Ansiava-se por novos ventos que arejassem o tão pesado clima escuro, com cheiro de chumbo, do pós AI-5. Estava numa reunião em que se falava da Teologia da Libertação, não me esqueço de uma participante que estivera em Lins vinda do Nordeste. Fazia um intenso calor, agravado por alta umidade no ar. Debatíamos em grupos quando, de repente, uma forte chuva desabou com estrondo: quase não podíamos nos ouvir entre nós. Ela se levantou e correu, escada abaixo, para fora. No meio fio, a água corria como um riacho cantante. Abaixou-se, com as duas mãos em concha, colheu a água e bebeu três vezes. Lavou o rosto e molhou os cabelos. De volta para a sala, falou do nordeste e da seca que durara três anos.
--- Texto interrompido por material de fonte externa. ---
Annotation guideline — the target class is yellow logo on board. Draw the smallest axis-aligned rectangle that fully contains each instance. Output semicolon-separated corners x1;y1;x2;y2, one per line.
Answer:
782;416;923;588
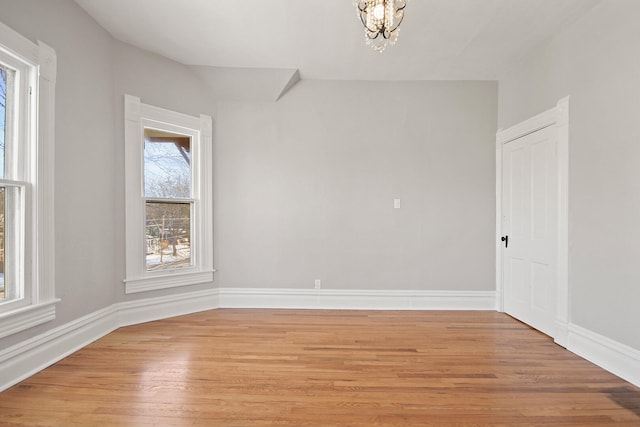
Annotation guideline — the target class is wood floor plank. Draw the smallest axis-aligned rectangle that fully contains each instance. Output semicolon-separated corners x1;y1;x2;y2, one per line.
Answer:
0;309;640;427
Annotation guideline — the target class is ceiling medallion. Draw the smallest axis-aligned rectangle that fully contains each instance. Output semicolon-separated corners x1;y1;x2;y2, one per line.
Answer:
353;0;408;52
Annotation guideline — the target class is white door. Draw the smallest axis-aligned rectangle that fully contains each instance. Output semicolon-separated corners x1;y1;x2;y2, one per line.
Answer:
502;125;558;337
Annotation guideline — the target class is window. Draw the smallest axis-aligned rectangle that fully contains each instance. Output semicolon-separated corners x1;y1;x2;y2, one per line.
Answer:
124;95;213;293
0;23;57;338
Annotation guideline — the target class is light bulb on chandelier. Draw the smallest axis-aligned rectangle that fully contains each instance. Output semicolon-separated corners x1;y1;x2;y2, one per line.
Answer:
353;0;408;52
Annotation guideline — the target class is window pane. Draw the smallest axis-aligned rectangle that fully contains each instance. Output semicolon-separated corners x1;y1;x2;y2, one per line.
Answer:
0;186;23;302
0;187;8;301
0;66;10;178
144;129;191;198
146;202;192;271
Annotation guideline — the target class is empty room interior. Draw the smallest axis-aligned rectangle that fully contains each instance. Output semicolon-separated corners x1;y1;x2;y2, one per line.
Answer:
0;0;640;426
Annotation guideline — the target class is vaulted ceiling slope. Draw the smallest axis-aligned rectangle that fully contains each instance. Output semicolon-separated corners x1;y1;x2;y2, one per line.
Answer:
75;0;602;80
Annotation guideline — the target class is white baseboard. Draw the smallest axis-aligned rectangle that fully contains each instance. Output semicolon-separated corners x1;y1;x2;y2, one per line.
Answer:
567;324;640;387
0;289;218;391
6;288;640;391
219;288;495;310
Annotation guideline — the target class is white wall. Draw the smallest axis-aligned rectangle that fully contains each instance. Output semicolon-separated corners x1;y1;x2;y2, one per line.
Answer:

Lembrei-me de O quinze escrito por Raquel de Queiroz. A seca de 1915 fora tão intensa que a população emigrara para a capital em busca de água e comida. Imensos campos de concentração, mais conhecidos como currais do governo, foram construídos com medo que invadissem os mercados de alimentos. O de Alagadiço chegou a concentrar oito mil pessoas. Durante a seca de 1932, outros campos foram instalados, não só em Fortaleza (e Pirambu), como também em Crato, Quixadá, Quixeramobim, Cariús, Senador Pompeu,  Ipu, totalizando cerca de 73 mil flagelados.
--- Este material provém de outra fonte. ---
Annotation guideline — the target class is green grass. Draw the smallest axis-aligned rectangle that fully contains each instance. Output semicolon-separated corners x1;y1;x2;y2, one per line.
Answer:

Viajei por caminhos assolados pela seca, partindo da Bahia, atravessando o Vaza Barris a pé (o leito secara) em direção a Canudos e depois, seguindo para Tauá, Crateús, no Ceará, e arredores, até chegar a Fortaleza. Contemplei a mesma paisagem seca no sertão da Paraíba, de Pernambuco, Piauí ... 
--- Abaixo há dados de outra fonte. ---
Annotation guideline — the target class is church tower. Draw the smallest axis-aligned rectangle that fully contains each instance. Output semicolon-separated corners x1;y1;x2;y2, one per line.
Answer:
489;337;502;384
Os novos ventos democráticos impulsionaram movimentos sociais que se articularam com forças que resistiram durante a noite de chumbo: pastorais sociais, grupos de universitários, núcleos de Educação Popular e outras organizações. Retornei ao nordeste no início do novo milênio e conheci a ASA (Articulação do Semiárido). Dela surgiram as cisternas populares que abrigam a água da chuva. Em todo nordeste, as cisternas floresceram construídas pela população, inclusive no interior do Piauí, na Serra da Capivara. A ASA acendeu a esperança de um feliz convívio com o semiárido.

O sonho da população, com a Articulação do Semiárido, resultou em exitosa tecnologia social, graças principalmente à Caritas: a primeira água das cisternas de placa para consumo das famílias, e, a segunda água, para pequenas hortas e criação de pequenos animais. O governo federal foi convencido de que essa tecnologia popular pode matar a sede e a fome de milhões de nordestinos. A meta sonhada foi alcançada: mais de um milhão de cisternas da qual sobrevivem cerca de cinco milhões de pessoas que, sem elas, estariam padecendo das agruras da falta de água para beber, cozinhar, produzir alimentos. Encantador modo de marcar o centenário da grande seca de 1915.

Quando a solidariedade substitui o egoísmo, em vez de campos de concentração, constroem-se cisternas para garantir o direito a uma convivência digna com o semiárido.